Alors, seraient-ils irréconciliables, ce Gaulois et ce Saxon ? Se tiendraient-ils pour deux indéfectibles guerriers, confrontés sur un sol trop dur pour que la hache de guerre puisse s’y planter ? Il faut relater un autre épisode de cette histoire, pour déposer une première flèche dans le carquois de l’espérance. En 1995, alors que la Coupe du monde se déroule en Afrique du Sud, les deux affreux se retrouvent à concourir pour la troisième place. Dans un duel privé de la fierté de recevoir, terni par l’épuisement, les ardeurs se feront moins bavardes qu’à l’accoutumée. À tel point que Carling demandera à Saint-André l’adresse du bar où les Français comptent se retrouver le soir, pour y amener les siens. S’ensuivra une soirée mémorable pour chacun des acteurs, les tonneaux se vidant, les deux premières lignes s’éprouvant à la mêlée aux premières heures du lendemain, et une controverse vieille de neuf décennies expirant dans le son cristallin de l’entrechoc des chopes. Pour la première fois de l’Histoire, sans avoir depuis, attenté à la hauteur de l’événement, les deux pays ont touché du doigt un constat commun. Ils ont osé s’avouer qu’au fond de ce puits d’où ils tiraient leurs exécrations respectives, il était un filet d’admiration mutuelle, l’un demeurant tout à fait privé du talent de l’autre. Ah ! Il faut bien un sport comme le rugby, vivifié par un si pur esprit de camaraderie, pour à ce point s’abîmer sur l’herbe, avant de s’aimer dans la mousse !

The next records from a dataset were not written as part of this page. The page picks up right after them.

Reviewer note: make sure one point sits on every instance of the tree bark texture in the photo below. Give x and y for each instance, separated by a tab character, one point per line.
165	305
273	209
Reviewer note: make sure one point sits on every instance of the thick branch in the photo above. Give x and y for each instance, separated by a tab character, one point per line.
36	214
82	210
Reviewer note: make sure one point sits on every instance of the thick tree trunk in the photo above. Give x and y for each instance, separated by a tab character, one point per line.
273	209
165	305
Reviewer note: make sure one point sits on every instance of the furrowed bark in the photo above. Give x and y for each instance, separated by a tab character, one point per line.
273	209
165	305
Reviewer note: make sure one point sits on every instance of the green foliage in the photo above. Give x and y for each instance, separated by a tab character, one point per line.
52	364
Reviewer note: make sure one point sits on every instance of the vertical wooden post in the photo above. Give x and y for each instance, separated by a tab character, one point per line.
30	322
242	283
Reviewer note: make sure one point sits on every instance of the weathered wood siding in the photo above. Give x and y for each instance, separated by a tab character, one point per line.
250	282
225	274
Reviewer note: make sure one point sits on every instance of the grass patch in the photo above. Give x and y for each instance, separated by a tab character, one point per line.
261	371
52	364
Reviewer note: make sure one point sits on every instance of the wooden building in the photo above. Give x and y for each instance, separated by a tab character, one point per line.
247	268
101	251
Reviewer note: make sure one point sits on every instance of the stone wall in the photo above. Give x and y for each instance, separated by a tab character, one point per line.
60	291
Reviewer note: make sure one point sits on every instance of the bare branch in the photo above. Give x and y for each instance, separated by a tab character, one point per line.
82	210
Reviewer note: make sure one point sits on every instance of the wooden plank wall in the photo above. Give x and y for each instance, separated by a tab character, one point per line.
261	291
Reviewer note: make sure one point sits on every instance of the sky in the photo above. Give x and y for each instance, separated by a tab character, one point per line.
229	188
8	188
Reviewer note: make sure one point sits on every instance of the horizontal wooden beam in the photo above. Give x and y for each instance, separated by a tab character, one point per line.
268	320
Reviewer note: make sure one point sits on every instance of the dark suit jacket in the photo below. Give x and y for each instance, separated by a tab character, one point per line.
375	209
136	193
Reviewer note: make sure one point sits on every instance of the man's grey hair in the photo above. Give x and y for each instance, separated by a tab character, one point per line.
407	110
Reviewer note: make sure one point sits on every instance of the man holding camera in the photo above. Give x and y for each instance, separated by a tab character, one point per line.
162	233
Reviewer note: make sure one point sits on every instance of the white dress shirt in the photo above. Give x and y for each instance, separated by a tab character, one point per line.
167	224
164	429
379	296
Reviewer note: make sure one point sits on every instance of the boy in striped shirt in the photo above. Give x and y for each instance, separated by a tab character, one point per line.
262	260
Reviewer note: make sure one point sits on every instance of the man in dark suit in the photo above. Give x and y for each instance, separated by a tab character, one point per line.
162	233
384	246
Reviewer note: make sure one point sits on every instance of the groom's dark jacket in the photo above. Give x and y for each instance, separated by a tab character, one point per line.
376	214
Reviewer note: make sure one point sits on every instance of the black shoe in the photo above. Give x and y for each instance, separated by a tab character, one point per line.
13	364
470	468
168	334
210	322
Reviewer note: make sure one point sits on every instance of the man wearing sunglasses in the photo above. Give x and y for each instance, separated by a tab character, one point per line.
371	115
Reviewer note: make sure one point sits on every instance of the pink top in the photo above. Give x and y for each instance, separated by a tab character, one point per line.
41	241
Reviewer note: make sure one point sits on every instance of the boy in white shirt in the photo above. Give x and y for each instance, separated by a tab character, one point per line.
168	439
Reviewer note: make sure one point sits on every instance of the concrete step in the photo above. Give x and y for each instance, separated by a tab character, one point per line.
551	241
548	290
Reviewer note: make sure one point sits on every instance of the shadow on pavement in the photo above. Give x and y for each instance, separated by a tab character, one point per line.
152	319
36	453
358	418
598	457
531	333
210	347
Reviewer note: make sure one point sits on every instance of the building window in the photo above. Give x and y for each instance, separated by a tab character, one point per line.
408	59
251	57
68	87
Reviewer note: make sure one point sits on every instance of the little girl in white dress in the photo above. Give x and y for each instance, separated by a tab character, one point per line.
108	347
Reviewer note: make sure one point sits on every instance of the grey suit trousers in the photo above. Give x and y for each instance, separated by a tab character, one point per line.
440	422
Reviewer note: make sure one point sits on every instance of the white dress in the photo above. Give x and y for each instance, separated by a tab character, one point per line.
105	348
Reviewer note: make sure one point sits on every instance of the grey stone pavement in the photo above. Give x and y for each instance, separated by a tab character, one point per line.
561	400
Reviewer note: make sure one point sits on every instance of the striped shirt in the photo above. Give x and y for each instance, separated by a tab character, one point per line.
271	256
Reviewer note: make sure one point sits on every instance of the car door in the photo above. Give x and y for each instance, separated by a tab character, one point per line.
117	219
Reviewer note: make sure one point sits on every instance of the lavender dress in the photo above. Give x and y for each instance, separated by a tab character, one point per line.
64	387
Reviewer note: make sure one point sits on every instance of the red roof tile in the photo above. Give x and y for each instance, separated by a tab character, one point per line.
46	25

Mais il faut en revenir à l’injonction première. Certes, ces Anglais qui demain affronteront les Bleus, ne sont pas tout à fait sevrés d’âme. Certes encore l’on leur doit tout de même jusqu’à l’invention de ce sport. Certes enfin, ils n’ont pas eu tout à fait tort de ramener le thé en Europe. Pourtant, ne laissons pas nos cœurs s’affadir ! Ils restent ceux qui ne peuvent triompher que par le truchement de l’injustice, éternellement de mèche avec le corps arbitral, à jamais inférieurs au génie de nos hommes ! Remettons de grâce, notre bonne foi au moment du clairon de la victoire. Il viendra sûrement, le temps des accolades et des euphémisations. Mais avant, il nous faudra abdiquer à ces 80 minutes de beuglement féroces, pour que s’entretienne au travers des Tournois, la flamme de la lutte sans qui la victoire goûterait les cendres.